La sesión finalizó con la descacharrante y brillante The Passion of Edu Fernández (2018), reinterpretación alocada ni más ni menos que del clásico eterno de Carl Theodor Dreyer por parte del artista y performer viral Edu Fernández. Los vídeos de Edu son un subgénero en sí mismos, en los que la estética youtuber se ve invadida por toneladas de ironía y un abrumador namedropping de los filósofos, artistas y activistas de ayer y hoy que revolucionaron el pasado y están cambiando —o al menos definiendo— nuestro presente.

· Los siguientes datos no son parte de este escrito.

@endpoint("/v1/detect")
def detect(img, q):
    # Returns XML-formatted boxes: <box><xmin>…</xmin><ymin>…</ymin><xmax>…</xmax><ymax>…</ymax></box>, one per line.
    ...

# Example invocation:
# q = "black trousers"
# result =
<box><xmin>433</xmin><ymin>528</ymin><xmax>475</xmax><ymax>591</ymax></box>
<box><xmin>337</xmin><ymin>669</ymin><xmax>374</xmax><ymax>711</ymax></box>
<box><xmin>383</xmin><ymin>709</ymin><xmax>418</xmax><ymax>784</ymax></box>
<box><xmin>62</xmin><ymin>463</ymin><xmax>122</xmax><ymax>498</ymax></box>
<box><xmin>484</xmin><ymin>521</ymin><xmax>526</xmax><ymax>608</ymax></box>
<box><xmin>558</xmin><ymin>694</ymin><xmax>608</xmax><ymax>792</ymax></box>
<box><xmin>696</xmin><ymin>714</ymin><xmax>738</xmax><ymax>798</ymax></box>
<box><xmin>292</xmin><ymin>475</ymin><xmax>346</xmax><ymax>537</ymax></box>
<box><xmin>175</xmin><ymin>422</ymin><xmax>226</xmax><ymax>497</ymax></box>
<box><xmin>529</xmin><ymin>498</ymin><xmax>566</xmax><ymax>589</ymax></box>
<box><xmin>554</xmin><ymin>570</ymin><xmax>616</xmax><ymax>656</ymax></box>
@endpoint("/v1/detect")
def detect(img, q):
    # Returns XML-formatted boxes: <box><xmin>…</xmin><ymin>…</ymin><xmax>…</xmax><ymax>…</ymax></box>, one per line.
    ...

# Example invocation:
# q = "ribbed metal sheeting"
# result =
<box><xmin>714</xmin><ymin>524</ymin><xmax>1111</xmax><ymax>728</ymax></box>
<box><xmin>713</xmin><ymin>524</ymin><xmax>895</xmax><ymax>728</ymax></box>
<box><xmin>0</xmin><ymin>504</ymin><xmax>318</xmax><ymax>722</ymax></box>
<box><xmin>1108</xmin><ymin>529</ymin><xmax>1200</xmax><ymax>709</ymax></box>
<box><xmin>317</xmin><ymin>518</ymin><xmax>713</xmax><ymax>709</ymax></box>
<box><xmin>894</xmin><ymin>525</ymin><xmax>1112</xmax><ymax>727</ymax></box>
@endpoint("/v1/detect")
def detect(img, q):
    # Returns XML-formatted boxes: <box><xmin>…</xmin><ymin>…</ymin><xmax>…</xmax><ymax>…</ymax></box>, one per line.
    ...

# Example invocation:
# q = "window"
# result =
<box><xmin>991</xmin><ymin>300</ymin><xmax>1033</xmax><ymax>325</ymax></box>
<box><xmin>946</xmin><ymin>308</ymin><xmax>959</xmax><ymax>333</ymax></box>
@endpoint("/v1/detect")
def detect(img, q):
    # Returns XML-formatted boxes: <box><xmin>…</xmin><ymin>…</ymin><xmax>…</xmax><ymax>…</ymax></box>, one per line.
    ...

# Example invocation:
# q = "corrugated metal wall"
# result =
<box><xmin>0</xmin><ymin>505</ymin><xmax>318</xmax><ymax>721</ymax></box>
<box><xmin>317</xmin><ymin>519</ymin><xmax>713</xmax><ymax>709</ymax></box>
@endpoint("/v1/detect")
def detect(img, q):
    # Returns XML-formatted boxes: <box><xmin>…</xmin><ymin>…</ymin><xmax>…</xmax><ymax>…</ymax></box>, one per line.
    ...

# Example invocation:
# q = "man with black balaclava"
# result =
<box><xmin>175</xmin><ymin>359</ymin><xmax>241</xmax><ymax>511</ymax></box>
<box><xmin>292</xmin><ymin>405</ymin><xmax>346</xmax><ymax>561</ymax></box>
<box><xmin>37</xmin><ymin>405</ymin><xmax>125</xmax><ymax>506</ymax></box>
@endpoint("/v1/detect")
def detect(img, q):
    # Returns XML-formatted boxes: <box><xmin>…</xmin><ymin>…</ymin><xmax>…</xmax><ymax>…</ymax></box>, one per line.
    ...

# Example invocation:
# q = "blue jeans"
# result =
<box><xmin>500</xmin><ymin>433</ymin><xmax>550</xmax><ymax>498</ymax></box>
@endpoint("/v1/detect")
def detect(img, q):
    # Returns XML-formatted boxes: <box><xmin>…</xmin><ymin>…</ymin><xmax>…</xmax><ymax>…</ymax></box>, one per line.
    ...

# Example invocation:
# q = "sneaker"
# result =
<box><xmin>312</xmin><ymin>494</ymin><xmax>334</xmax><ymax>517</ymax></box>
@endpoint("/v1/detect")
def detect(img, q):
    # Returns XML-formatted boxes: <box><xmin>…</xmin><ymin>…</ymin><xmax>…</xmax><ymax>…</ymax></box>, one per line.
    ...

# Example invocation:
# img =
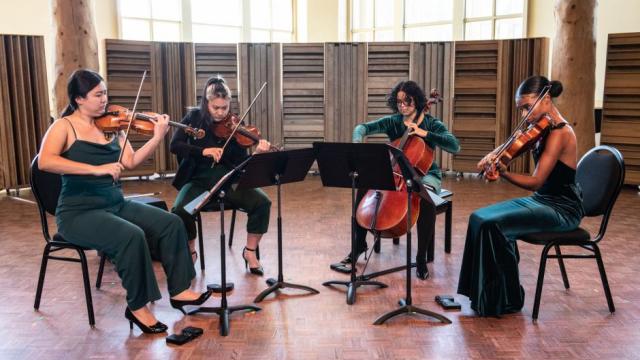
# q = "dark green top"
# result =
<box><xmin>56</xmin><ymin>137</ymin><xmax>124</xmax><ymax>215</ymax></box>
<box><xmin>352</xmin><ymin>114</ymin><xmax>460</xmax><ymax>190</ymax></box>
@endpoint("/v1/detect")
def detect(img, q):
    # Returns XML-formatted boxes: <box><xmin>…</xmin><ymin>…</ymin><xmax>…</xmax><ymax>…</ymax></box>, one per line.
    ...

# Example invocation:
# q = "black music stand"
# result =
<box><xmin>373</xmin><ymin>146</ymin><xmax>451</xmax><ymax>325</ymax></box>
<box><xmin>232</xmin><ymin>149</ymin><xmax>319</xmax><ymax>303</ymax></box>
<box><xmin>184</xmin><ymin>157</ymin><xmax>261</xmax><ymax>336</ymax></box>
<box><xmin>313</xmin><ymin>142</ymin><xmax>396</xmax><ymax>305</ymax></box>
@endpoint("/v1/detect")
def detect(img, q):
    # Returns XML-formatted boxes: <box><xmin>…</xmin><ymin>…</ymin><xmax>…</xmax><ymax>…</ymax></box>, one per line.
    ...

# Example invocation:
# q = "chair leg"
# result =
<box><xmin>531</xmin><ymin>244</ymin><xmax>551</xmax><ymax>320</ymax></box>
<box><xmin>33</xmin><ymin>244</ymin><xmax>51</xmax><ymax>310</ymax></box>
<box><xmin>555</xmin><ymin>245</ymin><xmax>569</xmax><ymax>289</ymax></box>
<box><xmin>196</xmin><ymin>213</ymin><xmax>204</xmax><ymax>271</ymax></box>
<box><xmin>77</xmin><ymin>249</ymin><xmax>96</xmax><ymax>327</ymax></box>
<box><xmin>229</xmin><ymin>209</ymin><xmax>236</xmax><ymax>248</ymax></box>
<box><xmin>593</xmin><ymin>243</ymin><xmax>616</xmax><ymax>313</ymax></box>
<box><xmin>96</xmin><ymin>253</ymin><xmax>107</xmax><ymax>289</ymax></box>
<box><xmin>444</xmin><ymin>200</ymin><xmax>453</xmax><ymax>254</ymax></box>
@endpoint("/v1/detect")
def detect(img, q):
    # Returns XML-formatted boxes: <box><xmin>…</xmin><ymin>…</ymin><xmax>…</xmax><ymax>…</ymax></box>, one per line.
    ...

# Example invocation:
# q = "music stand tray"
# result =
<box><xmin>184</xmin><ymin>157</ymin><xmax>261</xmax><ymax>336</ymax></box>
<box><xmin>313</xmin><ymin>142</ymin><xmax>396</xmax><ymax>305</ymax></box>
<box><xmin>237</xmin><ymin>149</ymin><xmax>319</xmax><ymax>303</ymax></box>
<box><xmin>373</xmin><ymin>146</ymin><xmax>451</xmax><ymax>325</ymax></box>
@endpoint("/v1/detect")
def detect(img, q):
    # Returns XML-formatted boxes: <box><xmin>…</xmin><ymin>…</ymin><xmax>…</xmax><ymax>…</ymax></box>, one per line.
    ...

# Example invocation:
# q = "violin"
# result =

El juicio a Juana de Arco se convierte aquí en una distopía sobre la libertad en los medios y una crítica a la banalización de la lucha revolucionaria, a la vez que una apuesta por la necesidad de utopías, aunque estas sean lideradas por locos. Cualquier cosa mejor que la tiranía de lo heteronormativo y el blanqueamiento de lo reaccionario. La ligereza y precariedad de las imágenes fosforescentes de los vídeos de Edu y el material sagrado en que se basan crean un desajuste brutal entre el medio y el mensaje. Auténtico terrorismo de internet y una de las mejores y más bizarras imitaciones de la Falconetti jamás perpetradas. Dreyer estaría orgulloso —bueno, más bien horrorizado, pero seguro que se le escaparía alguna sonrisa—.

The Passion of Edu Fernández, de Edu Hernández

En resumen, paisaje mutante para una Galicia en (re)construcción permanente y para una Portugal que mira al futuro sin olvidar el pasado. Y un encuentro que por ahora funciona como cruce de caminos entre citas más importantes pero también como co-working necesario entre la comunidad artística luso-galaica en general y el gremio audiovisual en particular. Para todo esto sirve Intersección.

 

Coda final: In Fabric

La muestra cerraba su último día de programación con una fabulosa propuesta casi a la contra de todo lo hablado hasta ahora: la proyección de la descomunal Park Lanes (Kevin Jerome Everson, 2015), un largometraje documental de ocho horas de duración sobre un día de trabajo a tiempo real en una fábrica de suministros para boleras. El equipo de Intersección prometía cervezas y empanada para los valientes que se aventuraran a cumplir esa jornada laboral virtual. Yo no hallé fuerzas, pero los que la han visto dicen que es extraordinaria. Y les creo.